Aspects of the Thriller Genre

A Noir Thriller: 
This is a cinematic technique used around the 1940s to 1950s period. It uses low-key black-and-white images to give harsh/dark shadows and evoke mystery, adding to the mise-en-scene of the whole film, generally. It is also to create silhouettes and therefore the ease of hiding a person's face in the darkness or giving light to a specific area to put focus onto a certain point and retain the audience's focus on that subject. 


Femme Fatale:
A femme fatale is a mysterious and/or seductive woman whom is subdued by domesticity or marriage, punished or exiled or killed off. This was mainly used in the same classic period as the Noir Thriller (1940s-1950s), but is still used today in films such as 'The Girl with the Dragon Tattoo (2009)'. At the time it was a very crucial shift in the film industry and the social context of the conformities of woman at the time. Historically, women are the mothers and carers, but in these films we are shown that women can be much more, thus breaking the social barrier for women. 


Flawed/ambiguous anti-hero:
This type of hero is an anti-hero because they are reluctant to help people in the first place, but ultimately end up being the hero even if they don't mean to be. 'Gene Hunt' in the 2006-2007 series of 'Life on Mars' was an anti-hero as he was a policeman, but didn't really want to help people. Also these type of heroes are very ambiguous, meaning you can't quite work them out or work out their reasoning and also have flaws themselves - which shows that even people with flaws, such as a drink problem, can also be a hero even if it is reluctantly. This also breaks the traditional values and characterisation of a 'hero'.

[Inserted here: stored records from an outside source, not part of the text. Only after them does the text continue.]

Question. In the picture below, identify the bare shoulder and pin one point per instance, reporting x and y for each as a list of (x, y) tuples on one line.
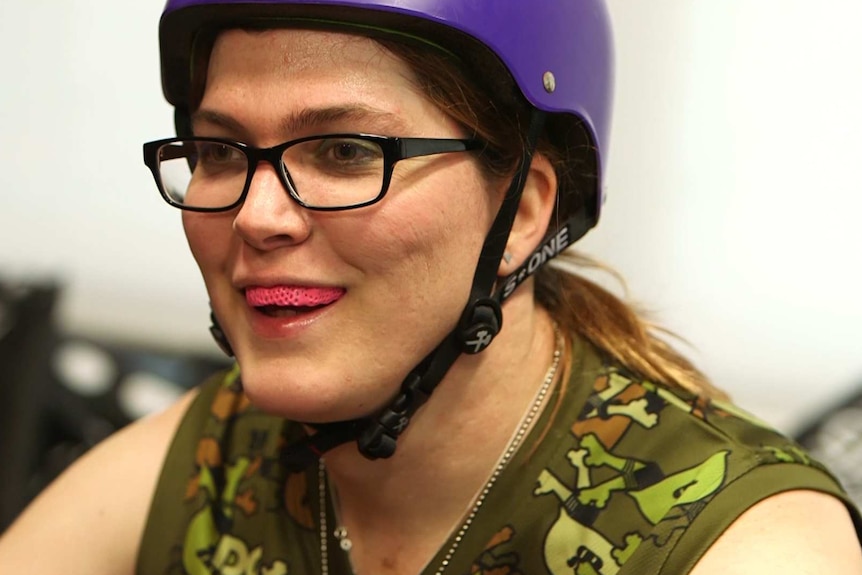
[(90, 520), (795, 533)]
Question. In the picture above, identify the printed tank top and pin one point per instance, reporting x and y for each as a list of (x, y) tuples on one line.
[(629, 477)]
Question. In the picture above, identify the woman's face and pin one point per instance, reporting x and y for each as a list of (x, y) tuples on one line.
[(394, 276)]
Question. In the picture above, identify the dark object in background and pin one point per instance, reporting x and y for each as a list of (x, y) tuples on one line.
[(61, 394), (26, 341), (835, 439)]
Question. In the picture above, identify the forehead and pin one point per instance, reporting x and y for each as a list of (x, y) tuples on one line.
[(295, 54)]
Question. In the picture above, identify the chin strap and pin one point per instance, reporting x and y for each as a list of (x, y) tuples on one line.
[(480, 322)]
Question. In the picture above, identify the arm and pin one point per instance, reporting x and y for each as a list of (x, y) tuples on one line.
[(90, 520), (793, 533)]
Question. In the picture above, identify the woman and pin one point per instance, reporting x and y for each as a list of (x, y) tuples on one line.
[(372, 190)]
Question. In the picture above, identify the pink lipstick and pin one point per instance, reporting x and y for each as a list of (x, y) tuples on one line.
[(292, 296)]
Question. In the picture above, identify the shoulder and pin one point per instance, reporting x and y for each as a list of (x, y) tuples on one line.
[(795, 532), (91, 518)]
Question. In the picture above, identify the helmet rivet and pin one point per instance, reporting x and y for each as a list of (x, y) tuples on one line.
[(550, 82)]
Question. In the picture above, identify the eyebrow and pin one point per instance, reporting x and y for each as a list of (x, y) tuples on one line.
[(383, 122)]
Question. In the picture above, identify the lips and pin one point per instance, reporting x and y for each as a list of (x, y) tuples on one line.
[(295, 297)]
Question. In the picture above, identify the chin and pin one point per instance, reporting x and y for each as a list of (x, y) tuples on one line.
[(308, 394)]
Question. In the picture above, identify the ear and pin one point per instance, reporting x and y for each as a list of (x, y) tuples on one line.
[(534, 213)]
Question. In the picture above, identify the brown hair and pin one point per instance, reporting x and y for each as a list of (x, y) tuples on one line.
[(581, 307)]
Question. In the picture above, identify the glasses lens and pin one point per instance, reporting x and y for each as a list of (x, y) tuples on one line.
[(202, 173), (335, 171)]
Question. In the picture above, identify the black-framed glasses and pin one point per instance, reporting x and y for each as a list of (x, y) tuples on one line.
[(329, 172)]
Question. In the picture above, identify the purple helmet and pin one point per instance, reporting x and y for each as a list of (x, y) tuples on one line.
[(559, 54)]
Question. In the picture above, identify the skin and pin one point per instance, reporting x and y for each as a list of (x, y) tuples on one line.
[(405, 262), (412, 254)]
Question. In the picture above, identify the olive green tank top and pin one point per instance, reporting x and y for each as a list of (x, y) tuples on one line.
[(618, 476)]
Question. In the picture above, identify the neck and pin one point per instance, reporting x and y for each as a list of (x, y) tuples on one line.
[(415, 499)]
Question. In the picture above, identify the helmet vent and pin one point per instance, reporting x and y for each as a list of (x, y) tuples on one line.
[(550, 82)]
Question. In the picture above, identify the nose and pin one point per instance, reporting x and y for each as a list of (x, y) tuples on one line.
[(268, 217)]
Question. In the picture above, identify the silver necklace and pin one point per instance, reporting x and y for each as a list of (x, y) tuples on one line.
[(340, 532)]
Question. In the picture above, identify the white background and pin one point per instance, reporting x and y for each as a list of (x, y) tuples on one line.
[(734, 183)]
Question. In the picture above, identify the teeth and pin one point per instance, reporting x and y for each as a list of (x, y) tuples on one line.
[(283, 311)]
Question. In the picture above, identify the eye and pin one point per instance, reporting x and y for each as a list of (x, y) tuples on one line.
[(218, 153), (348, 152)]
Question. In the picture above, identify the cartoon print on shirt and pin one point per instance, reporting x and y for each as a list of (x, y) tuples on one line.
[(573, 543), (494, 562), (218, 485), (615, 403)]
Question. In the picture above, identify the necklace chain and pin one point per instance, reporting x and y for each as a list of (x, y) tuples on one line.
[(340, 532)]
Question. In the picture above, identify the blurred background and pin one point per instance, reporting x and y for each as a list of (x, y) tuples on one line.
[(734, 202)]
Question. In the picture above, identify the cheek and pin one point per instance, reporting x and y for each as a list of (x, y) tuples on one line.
[(207, 236), (434, 232)]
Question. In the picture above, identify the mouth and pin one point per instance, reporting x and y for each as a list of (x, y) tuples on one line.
[(291, 301)]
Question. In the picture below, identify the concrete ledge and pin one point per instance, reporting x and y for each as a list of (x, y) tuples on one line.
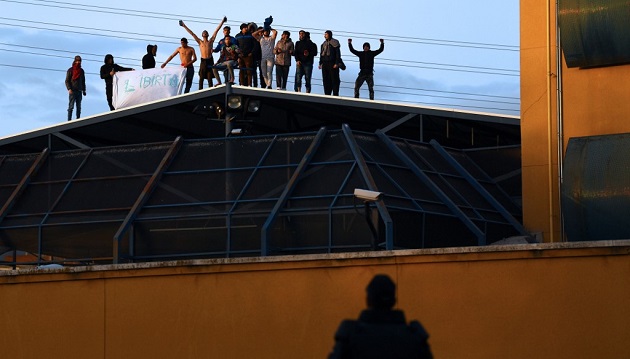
[(453, 254)]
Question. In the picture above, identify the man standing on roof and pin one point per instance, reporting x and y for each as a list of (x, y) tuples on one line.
[(284, 50), (75, 84), (329, 59), (366, 65), (205, 49), (148, 61), (187, 56), (246, 43), (305, 51), (107, 73), (227, 60)]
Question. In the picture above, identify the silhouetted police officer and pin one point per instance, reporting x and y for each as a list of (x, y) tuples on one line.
[(380, 331)]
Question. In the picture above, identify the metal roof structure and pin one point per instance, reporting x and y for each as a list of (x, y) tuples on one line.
[(237, 171)]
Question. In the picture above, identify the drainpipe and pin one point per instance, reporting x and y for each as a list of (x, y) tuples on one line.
[(549, 127), (560, 118)]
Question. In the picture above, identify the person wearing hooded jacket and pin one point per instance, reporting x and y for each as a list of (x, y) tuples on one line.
[(381, 331), (107, 73), (283, 50), (366, 65), (329, 60), (75, 84), (148, 61), (305, 51)]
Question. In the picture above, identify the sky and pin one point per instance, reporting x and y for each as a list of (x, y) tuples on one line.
[(454, 54)]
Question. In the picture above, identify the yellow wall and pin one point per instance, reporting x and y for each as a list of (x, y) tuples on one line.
[(548, 301), (594, 102)]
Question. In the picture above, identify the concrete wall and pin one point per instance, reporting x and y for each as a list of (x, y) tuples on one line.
[(594, 102), (529, 301)]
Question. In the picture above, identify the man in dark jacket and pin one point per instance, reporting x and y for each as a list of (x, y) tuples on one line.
[(329, 60), (148, 61), (246, 43), (107, 73), (305, 51), (380, 331), (366, 65), (75, 84)]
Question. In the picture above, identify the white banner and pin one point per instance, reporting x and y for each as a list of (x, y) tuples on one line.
[(137, 87)]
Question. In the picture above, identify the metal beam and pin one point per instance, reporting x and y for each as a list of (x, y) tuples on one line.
[(399, 122), (144, 195), (32, 171), (478, 187), (481, 237), (369, 180), (288, 189), (71, 140)]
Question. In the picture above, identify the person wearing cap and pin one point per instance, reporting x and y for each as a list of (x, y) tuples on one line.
[(380, 331), (366, 66), (187, 56)]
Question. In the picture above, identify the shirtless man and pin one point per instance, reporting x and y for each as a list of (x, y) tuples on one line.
[(205, 48), (188, 56)]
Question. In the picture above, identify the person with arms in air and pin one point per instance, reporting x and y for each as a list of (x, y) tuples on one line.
[(148, 61), (205, 49)]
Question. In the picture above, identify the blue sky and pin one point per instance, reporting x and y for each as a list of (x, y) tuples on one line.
[(449, 53)]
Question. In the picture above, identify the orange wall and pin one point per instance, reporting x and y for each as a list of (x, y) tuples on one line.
[(594, 102), (548, 301)]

Attractive/sympathetic villain:
This is the type of villain that the audience fall in love with even though they know that they shouldn't because they are obviously a villain. This technique would be used to perhaps keep the audience on the edge of their seat because they love and hate the villain. This oxymoron of love hate means the director can evoke deep emotional reactions from the audience if the villain is attractive. Also if the villain is sympathetic the audience becomes sympathetic with the villain themselves which confuses the audience even more because you should side with the good, not the evil, but in some cases you're not sure who is who until the end of the film. 


Generic Characters:
Convicts, criminals, stalkers, assassins, down-on-their-luck losers, innocent victims, prison inmates, menaced women, characters with dark pasts, psychotic individuals, terrorists, cops, hit men, fugitives, twisted relationships, world-weary men and women, femme fatales, psycho-fiends, drug addicts. 


Generic Themes:
Greed, envy, jealousy, terrorism, political conspiracy, pursuit or romantic triangles leading to murder. 


Generic Locations:
Dimly lit often wet narrow streets, alleyways, lifts, staircases, basements, large featureless exteriors, shower cubical, toilets, phone booths, bank safes, interior of cars, car parks, top of a skyscraper, shores, muddy rivers, scrap yards, derelict factories/warehouses, tunnels.